Tchékhov connait le succès avec l’«Ours » qualifié de « plaisanterie » par l’auteur lui-même.
Dans la même veine, « La Demande en mariage » date de l’année suivante.
Deux courtes pièces, dans lesquelles l’absurde règne en maître.
Souvent représentées ensembles, je garde un vilain souvenir de la seconde au Studio de la Comédie Française (Lulu de février 2016), alors qu’encore adolescente, l’interprétation de Daniel Ivernel, ours « inné » (au Théâtre de l’Odéon) m’a fait découvrir tout le comique de Tchékhov.
Jean-Louis Benoit, dont la mise en scène du « Revizor » de Gogol en 2000 au Français était admirable, comme celle de « Mer » de Toni Gasparello à l’Atelier ( Lulu de juin 2011), et plus récemment « Les Rustres » de Goldoni au Vieux Colombier, (moins appréciée de Lulu, décembre 2016), revient au Théâtre de Poche.
La soirée de ce 9 avril, première de la production, a débuté par une spirituelle présentation de Philippe Tesson avec la complicité de son ouvreuse russophone, sollicitée pour une traduction simultanée maintes fois interrompue par lui à l’hilarité générale d’un public conquis d’avance.

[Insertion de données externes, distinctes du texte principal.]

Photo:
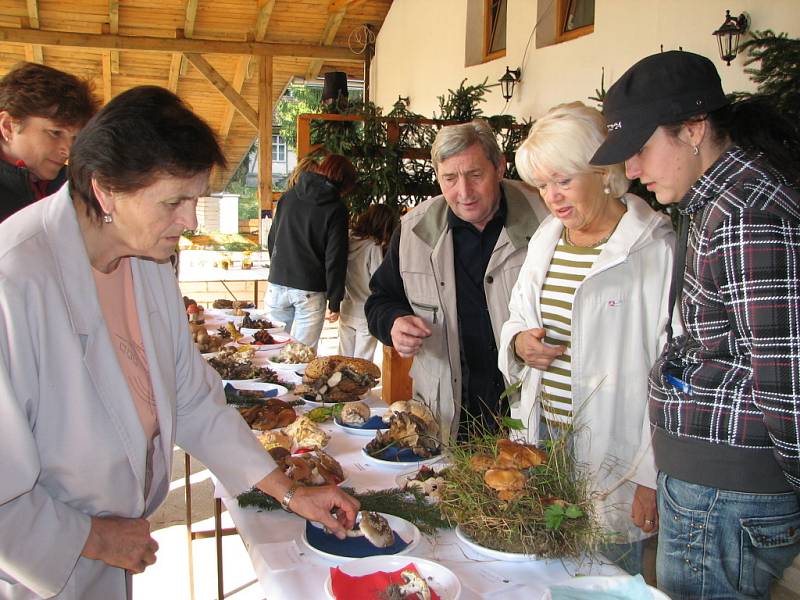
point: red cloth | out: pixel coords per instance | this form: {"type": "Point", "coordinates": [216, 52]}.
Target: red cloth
{"type": "Point", "coordinates": [367, 587]}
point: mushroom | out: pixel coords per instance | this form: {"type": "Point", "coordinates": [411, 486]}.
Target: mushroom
{"type": "Point", "coordinates": [413, 584]}
{"type": "Point", "coordinates": [508, 483]}
{"type": "Point", "coordinates": [375, 528]}
{"type": "Point", "coordinates": [355, 413]}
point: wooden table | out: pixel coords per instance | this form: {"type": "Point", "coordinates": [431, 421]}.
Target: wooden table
{"type": "Point", "coordinates": [288, 569]}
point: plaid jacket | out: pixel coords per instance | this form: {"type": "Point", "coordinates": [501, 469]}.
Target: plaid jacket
{"type": "Point", "coordinates": [740, 356]}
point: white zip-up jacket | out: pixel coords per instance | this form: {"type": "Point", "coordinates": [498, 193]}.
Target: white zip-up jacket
{"type": "Point", "coordinates": [426, 268]}
{"type": "Point", "coordinates": [618, 318]}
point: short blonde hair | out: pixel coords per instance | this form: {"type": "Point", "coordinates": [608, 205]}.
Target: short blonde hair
{"type": "Point", "coordinates": [564, 140]}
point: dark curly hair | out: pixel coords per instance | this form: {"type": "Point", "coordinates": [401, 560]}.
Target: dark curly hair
{"type": "Point", "coordinates": [33, 90]}
{"type": "Point", "coordinates": [143, 133]}
{"type": "Point", "coordinates": [378, 223]}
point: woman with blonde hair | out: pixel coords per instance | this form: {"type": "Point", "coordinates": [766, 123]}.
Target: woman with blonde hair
{"type": "Point", "coordinates": [587, 318]}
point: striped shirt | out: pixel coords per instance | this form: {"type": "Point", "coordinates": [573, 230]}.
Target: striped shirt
{"type": "Point", "coordinates": [568, 267]}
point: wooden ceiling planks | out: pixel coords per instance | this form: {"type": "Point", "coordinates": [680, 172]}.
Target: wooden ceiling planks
{"type": "Point", "coordinates": [117, 68]}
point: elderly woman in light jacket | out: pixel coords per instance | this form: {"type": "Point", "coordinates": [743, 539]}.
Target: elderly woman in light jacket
{"type": "Point", "coordinates": [587, 319]}
{"type": "Point", "coordinates": [99, 376]}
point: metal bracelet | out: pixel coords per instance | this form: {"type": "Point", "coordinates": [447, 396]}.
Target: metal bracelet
{"type": "Point", "coordinates": [287, 497]}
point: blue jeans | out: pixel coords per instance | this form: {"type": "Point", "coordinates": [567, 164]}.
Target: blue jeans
{"type": "Point", "coordinates": [714, 543]}
{"type": "Point", "coordinates": [301, 310]}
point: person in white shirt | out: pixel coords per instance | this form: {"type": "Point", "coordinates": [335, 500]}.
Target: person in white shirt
{"type": "Point", "coordinates": [369, 239]}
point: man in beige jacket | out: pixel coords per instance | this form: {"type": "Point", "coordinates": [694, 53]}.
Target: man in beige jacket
{"type": "Point", "coordinates": [441, 294]}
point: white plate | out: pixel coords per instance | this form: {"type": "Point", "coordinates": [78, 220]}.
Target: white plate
{"type": "Point", "coordinates": [288, 366]}
{"type": "Point", "coordinates": [441, 579]}
{"type": "Point", "coordinates": [599, 583]}
{"type": "Point", "coordinates": [405, 529]}
{"type": "Point", "coordinates": [238, 382]}
{"type": "Point", "coordinates": [315, 404]}
{"type": "Point", "coordinates": [276, 325]}
{"type": "Point", "coordinates": [260, 386]}
{"type": "Point", "coordinates": [399, 463]}
{"type": "Point", "coordinates": [489, 553]}
{"type": "Point", "coordinates": [280, 341]}
{"type": "Point", "coordinates": [402, 479]}
{"type": "Point", "coordinates": [357, 430]}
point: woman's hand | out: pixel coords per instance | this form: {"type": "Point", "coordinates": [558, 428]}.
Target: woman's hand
{"type": "Point", "coordinates": [325, 504]}
{"type": "Point", "coordinates": [529, 347]}
{"type": "Point", "coordinates": [644, 510]}
{"type": "Point", "coordinates": [328, 505]}
{"type": "Point", "coordinates": [407, 333]}
{"type": "Point", "coordinates": [121, 542]}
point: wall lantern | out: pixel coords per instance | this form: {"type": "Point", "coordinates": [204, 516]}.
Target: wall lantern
{"type": "Point", "coordinates": [508, 81]}
{"type": "Point", "coordinates": [728, 35]}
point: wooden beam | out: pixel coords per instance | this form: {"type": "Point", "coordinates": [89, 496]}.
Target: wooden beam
{"type": "Point", "coordinates": [174, 72]}
{"type": "Point", "coordinates": [156, 44]}
{"type": "Point", "coordinates": [33, 13]}
{"type": "Point", "coordinates": [191, 16]}
{"type": "Point", "coordinates": [265, 134]}
{"type": "Point", "coordinates": [224, 88]}
{"type": "Point", "coordinates": [113, 28]}
{"type": "Point", "coordinates": [265, 8]}
{"type": "Point", "coordinates": [106, 77]}
{"type": "Point", "coordinates": [33, 52]}
{"type": "Point", "coordinates": [328, 35]}
{"type": "Point", "coordinates": [188, 29]}
{"type": "Point", "coordinates": [340, 4]}
{"type": "Point", "coordinates": [238, 82]}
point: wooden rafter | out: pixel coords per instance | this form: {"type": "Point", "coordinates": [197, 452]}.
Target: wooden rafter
{"type": "Point", "coordinates": [174, 72]}
{"type": "Point", "coordinates": [238, 82]}
{"type": "Point", "coordinates": [224, 88]}
{"type": "Point", "coordinates": [191, 17]}
{"type": "Point", "coordinates": [188, 28]}
{"type": "Point", "coordinates": [157, 44]}
{"type": "Point", "coordinates": [265, 8]}
{"type": "Point", "coordinates": [113, 28]}
{"type": "Point", "coordinates": [336, 13]}
{"type": "Point", "coordinates": [106, 77]}
{"type": "Point", "coordinates": [265, 133]}
{"type": "Point", "coordinates": [33, 52]}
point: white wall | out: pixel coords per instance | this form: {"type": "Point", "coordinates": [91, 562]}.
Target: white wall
{"type": "Point", "coordinates": [420, 51]}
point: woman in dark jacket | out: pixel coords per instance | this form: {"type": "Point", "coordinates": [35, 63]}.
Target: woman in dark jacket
{"type": "Point", "coordinates": [308, 249]}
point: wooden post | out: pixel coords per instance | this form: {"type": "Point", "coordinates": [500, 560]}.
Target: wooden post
{"type": "Point", "coordinates": [397, 385]}
{"type": "Point", "coordinates": [265, 136]}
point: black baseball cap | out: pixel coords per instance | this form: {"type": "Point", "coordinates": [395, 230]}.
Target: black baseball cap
{"type": "Point", "coordinates": [661, 89]}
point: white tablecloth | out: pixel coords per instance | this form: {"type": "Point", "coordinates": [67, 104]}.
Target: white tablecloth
{"type": "Point", "coordinates": [289, 570]}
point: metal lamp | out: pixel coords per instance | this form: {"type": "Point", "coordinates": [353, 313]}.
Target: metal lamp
{"type": "Point", "coordinates": [508, 81]}
{"type": "Point", "coordinates": [728, 35]}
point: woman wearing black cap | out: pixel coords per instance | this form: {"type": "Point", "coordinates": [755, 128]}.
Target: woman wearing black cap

Instauré dans la salle dès avant le lever de rideau et facilitées par l’intimité du lieu,
Bonne humeur et gaieté régneront sur la soirée au cours de ces « scènes de ménage » d’anthologie, hors mariage précisons-le :
toute la cocasserie de ces situations décrites dans « La Demande en Mariage » et « L’Ours ».
Dans « La Demande en Mariage » le voisin de propriétaires terriens comme lui vient, en habit et gants beurre frais, faire sa délicate demande qu’accueille avec bienveillance et soulagement le père de la future.
Laissés en tête à tête, point de mots d’amour ni de doux serments entre tourtereaux.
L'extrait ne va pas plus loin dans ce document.